Italian actor, writer and comedian

Francesco Salvi (born 7 February 1953) is an Italian actor, singer, screenwriter, and director.

== Biography ==
Born in the northern town of Luino, near the Italian border with Switzerland, Salvi started his career in the mid-1980s. His performances over the years have included but are not limited to: cabaret, cinema, animated cinema, music, writing, theatre and television, with varying degrees of success.

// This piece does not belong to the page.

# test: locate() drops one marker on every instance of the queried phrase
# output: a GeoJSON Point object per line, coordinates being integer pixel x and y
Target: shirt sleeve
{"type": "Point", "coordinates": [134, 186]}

During 1985–1987, Francesco Salvi was one of the main characters of the satirical TV variety show Drive In.

From 1988 to 1989, Salvi hosted his own television program, MegaSalviShow; the title song of the show, "C'è da spostare una macchina" ('Gotta Move a Car'), of which Salvi was author and singer, gained a great commercial success, topping the Italian hit parade. In 1989 he also made his directorial debut with the film Vogliamoci troppo bene (Let's love too much) and took part in the Sanremo Music Festival with the song "Esatto!" ('Exactly!'), which obtained critical and commercial success. He later took part to three more editions of the Festival between 1990 and 1996.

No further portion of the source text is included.